More say ‘common values’ bring nations together than ‘common problems’

Across many of the 19 countries surveyed, larger shares say that common values are more important for bringing nations together than say common problems are more important.

Majorities in 12 countries say common values are more important to international cooperation, including about two-thirds or more in Spain, France and Australia. Countries where more hold the view that common values bring countries together span Europe, the Asia-Pacific region and North America.

Views on the importance of values or problems for bringing countries together are somewhat mixed in Malaysia, Germany, Poland and Japan. Nearly equal shares in these countries say either common values or problems are more important for global cooperation.

Only in three countries surveyed do more than half say common problems are important for bringing nations together: Israel, Greece and Hungary.

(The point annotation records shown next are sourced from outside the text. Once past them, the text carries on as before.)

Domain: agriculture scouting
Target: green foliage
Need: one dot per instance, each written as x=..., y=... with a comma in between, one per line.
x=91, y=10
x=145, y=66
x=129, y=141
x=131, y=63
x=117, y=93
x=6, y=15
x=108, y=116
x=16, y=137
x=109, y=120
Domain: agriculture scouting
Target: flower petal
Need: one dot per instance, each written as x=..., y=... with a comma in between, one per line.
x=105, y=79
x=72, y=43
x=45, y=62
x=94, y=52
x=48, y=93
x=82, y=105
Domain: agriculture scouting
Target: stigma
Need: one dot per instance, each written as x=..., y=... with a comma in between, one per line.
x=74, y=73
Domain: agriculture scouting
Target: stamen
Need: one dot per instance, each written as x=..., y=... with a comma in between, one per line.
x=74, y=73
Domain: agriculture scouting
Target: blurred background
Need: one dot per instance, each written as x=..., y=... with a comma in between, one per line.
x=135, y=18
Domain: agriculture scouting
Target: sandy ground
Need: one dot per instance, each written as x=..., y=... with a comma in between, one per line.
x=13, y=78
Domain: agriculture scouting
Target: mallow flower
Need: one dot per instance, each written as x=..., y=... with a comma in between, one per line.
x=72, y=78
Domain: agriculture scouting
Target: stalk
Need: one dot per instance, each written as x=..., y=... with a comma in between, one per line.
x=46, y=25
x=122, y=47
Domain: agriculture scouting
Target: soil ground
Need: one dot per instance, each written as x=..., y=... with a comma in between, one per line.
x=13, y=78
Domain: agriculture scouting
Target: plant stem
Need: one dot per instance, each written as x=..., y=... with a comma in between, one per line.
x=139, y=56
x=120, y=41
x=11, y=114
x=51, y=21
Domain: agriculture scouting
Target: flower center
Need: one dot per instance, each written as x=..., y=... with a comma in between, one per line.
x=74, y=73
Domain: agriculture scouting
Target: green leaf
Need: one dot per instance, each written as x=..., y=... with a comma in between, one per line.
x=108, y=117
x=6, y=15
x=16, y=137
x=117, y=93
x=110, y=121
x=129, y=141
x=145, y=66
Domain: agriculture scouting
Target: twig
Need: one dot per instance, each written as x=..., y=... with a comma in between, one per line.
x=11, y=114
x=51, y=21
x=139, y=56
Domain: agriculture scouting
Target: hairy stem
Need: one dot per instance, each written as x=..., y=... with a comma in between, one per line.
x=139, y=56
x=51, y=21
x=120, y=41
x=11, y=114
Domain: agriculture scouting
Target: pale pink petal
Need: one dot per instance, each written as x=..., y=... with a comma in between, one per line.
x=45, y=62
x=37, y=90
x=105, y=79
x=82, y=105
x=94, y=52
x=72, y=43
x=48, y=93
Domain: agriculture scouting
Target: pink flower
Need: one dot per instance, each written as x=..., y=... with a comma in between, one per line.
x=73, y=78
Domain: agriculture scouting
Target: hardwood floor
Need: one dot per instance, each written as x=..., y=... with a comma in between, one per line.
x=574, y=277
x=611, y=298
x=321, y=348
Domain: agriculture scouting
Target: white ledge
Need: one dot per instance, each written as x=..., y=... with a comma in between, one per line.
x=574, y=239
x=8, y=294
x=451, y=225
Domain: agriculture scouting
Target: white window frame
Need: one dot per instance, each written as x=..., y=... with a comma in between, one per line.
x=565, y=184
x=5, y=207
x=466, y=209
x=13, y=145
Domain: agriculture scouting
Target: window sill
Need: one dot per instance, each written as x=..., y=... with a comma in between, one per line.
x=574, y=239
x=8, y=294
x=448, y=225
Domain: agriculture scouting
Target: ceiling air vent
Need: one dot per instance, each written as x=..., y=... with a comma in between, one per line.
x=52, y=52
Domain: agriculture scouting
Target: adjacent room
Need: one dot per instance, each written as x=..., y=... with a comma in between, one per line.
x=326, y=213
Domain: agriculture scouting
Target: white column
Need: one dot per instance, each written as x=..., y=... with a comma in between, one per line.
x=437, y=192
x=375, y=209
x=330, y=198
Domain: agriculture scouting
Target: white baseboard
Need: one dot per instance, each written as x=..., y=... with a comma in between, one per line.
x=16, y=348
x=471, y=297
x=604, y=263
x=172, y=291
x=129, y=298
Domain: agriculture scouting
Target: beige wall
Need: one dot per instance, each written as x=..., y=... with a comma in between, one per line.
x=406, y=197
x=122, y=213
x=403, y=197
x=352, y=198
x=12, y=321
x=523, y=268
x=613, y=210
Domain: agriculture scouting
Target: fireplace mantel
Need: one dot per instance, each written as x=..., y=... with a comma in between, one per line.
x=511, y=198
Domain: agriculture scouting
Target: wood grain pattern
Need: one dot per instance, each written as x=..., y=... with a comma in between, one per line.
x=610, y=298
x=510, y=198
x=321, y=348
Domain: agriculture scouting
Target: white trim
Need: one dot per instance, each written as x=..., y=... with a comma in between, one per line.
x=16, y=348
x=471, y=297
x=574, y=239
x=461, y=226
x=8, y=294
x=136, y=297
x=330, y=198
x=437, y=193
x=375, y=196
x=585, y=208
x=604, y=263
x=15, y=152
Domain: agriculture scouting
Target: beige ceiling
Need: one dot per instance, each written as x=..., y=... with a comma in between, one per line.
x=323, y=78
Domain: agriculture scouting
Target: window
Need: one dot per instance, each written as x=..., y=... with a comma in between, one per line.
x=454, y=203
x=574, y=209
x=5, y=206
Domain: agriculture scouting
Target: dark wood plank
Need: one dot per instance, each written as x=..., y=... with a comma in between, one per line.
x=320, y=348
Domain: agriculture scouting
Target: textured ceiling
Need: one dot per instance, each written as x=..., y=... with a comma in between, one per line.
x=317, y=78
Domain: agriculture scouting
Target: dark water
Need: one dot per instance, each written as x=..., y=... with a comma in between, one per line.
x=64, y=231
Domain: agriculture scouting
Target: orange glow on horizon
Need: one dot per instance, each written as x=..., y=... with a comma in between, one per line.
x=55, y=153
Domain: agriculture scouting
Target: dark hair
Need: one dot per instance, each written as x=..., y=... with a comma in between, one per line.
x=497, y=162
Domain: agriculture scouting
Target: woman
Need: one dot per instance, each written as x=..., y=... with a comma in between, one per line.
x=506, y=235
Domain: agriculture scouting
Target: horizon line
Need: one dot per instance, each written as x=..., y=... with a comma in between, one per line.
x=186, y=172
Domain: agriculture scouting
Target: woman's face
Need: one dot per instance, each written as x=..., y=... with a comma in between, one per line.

Older adults are more likely to believe ‘common values’ bring countries together than younger adults

In seven countries, adults ages 50 and older are more likely to say common values are more important for bringing nations together than those ages 18 to 29. Younger adults are, on the other hand, more likely to cite common problems as important for international cooperation than their older counterparts. In South Korea, for example, older adults are 23 percentage points more likely than those 18 to 29 to say common values bring countries together.

In Malaysia, however, the pattern is reversed. Young adults are more likely to say common values bring nations together, while older adults are more likely to say common problems encourage international cooperation.